Das habe ich hier in den ersten drei Tagen gelernt:
Die Stadt hat zwei Namen: Turku (finnisch) und Åbo (schwedisch).
Es gibt mehr Saunas in Finnland als Einwohner.
Die Sauna ist das heiligste Kulturgut.
Selbst das 0,30 € Brötchen wird mit der Kreditkarte oder dem Smartphone bezahlt und alle Veranstaltungen werden über die Sozialen Medien wie Facebook oder Instagram beworben. Wer also nicht dort angemeldet ist, weiß oft nicht über anstehende Veranstaltungen Bescheid.

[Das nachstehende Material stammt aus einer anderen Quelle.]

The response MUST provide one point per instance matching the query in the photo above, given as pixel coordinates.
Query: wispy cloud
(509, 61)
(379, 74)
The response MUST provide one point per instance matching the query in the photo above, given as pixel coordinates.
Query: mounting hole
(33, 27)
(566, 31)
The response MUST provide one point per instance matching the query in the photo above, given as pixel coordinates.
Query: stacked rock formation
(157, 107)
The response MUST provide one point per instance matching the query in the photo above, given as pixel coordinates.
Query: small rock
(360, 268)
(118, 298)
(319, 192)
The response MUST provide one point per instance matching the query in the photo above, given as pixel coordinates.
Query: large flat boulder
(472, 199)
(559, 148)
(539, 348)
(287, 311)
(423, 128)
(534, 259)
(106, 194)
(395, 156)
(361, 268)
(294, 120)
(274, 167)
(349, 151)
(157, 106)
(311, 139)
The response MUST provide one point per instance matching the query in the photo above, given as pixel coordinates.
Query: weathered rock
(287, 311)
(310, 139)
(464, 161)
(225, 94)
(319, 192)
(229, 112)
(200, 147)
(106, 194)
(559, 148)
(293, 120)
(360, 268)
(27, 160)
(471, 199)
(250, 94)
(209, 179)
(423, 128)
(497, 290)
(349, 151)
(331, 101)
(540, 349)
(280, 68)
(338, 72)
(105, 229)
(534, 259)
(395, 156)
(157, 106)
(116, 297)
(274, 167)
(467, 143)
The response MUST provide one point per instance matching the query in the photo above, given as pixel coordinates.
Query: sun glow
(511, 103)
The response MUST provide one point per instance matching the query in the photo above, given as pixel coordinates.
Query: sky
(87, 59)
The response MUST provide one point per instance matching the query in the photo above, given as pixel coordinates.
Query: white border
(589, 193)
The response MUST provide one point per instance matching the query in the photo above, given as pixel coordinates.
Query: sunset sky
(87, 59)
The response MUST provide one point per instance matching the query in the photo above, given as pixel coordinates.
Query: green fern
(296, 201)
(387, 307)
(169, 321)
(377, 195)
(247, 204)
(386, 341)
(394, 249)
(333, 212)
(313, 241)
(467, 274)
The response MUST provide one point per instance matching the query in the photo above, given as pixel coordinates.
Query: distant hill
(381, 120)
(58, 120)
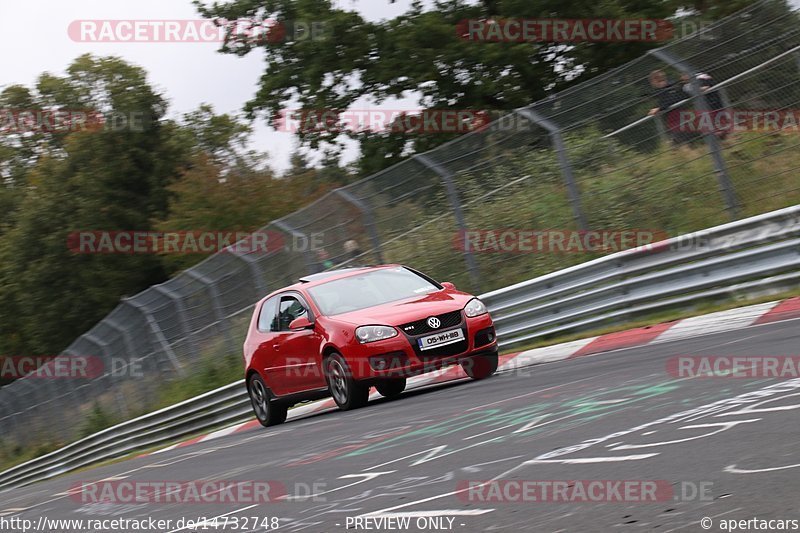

Die bisher größte Herausforderung während meines Aufenthaltes:
Die bisher größte Herausforderung, die ich bis jetzt ganz gut gemeistert habe, lag darin, nicht nur mit deutschen Studierenden in meiner Muttersprache zu kommunizieren, sondern auch mit finnischen und internationalen Studierenden. Das ist bei einem so verschlossenen Völkchen wie den Finnen echt nicht einfach… aber nicht unmöglich!
Das nehme ich von hier mit nach Hause:
Unvergessliche Erinnerungen, die man mit vorher Unbekannten teilt und die zu Freunden wurden. Die wunderschönen Trips, die man gemeinsam oder individuell geplant, oder ganz einfach bei einer Reiseagentur gebucht hat:
Dabei ging es für mich nach St. Petersburg (Russland), Tallinn (Estland), Stockholm (Schweden), Riga (Lettland), Vilnius und Kaunas (Litauen), Helsinki, Tampere, Rauma, Pori, Lappeenranta, Jyväskylä, Vaasa, Oulu, Lahti, Porvoo, Kotka, Rovaniemi, Inari, Saariselkä (finnische Teil des Lappland) (Finnland), Oslo, Bygones (Norwegen), Danzig (Polen) und Budapest (Ungarn).
Das alles habe ich auf etwa 5.000-6.000 Bildern festgehalten, von denen ich tatsächlich etwa 50 ausgedruckt und aufgehängt habe und die mich jeden Tag an bewegende Momente, Menschen und Orte erinnern.
Gut zu wissen
Diese landestypische Speise sollte man unbedingt probieren:
Das fragen sich die Finnen selbst … und kommen dann ganz plötzlich auf: Salmiakki (Salzlakritze), Salmiakki Snapsi (Lakritzlikör), Savulohi (geräucherter Lachs), Korvapuusti (Zimtbrötchen), Karjalanpiirakka (Gebäck) und Leipajuusto (Käse).
Welches Fettnäpfchen sollte man in Finnland vermeiden?
In Turku heißt es: „Turku ist die wahre Hauptstadt Finnlands!“ und in Helsinki: „Helsinki ist die einzig wahre Hauptstadt!“ – bitte merken! Und: Das Thema finnischsprachige-Finnen und schwedischsprachige-Finnen lieber meiden, es sei denn, ihr wollt ein paar Vorurteile über die jeweils anderen hören.
Außerdem spottet niemals über die Sauna – das gleicht hier einem Kapitalverbrechen.
Ebenso wie man einen Sami nicht nach der Anzahl seiner Rentiere fragt. Man fragt euch ja schließlich auch nicht nach eurem Kontostand.
Diesen Tipp gebe ich anderen Studierenden, die ins Ausland gehen möchten:
Habt keine Angst davor eure Freunde, Familie und Universität in Deutschland zu verlassen. Ihr seid nicht für immer weg und die Formalia sind mit ein wenig Aufwand ebenfalls in den Griff zu kriegen. Falls ihr je den Wunsch hattet, im Ausland zu studieren, dann macht dies – informiert euch, redet mit Freunden, Familie, lasst euch vom International Office beraten und bewerbt euch. Es liegt in eurer Hand. Bereuen und die Heimat vermissen werden ihr schon nicht, dafür bleibt gar keine Zeit beim Erkunden der neuen Kultur, des Landes und dem Knüpfen neuer Freundschaften! Selbst wenn es euch ein oder zwei Semester mehr kosten sollte, nehmt die Möglichkeiten wahr. Es ist wunderbar und einzigartig!!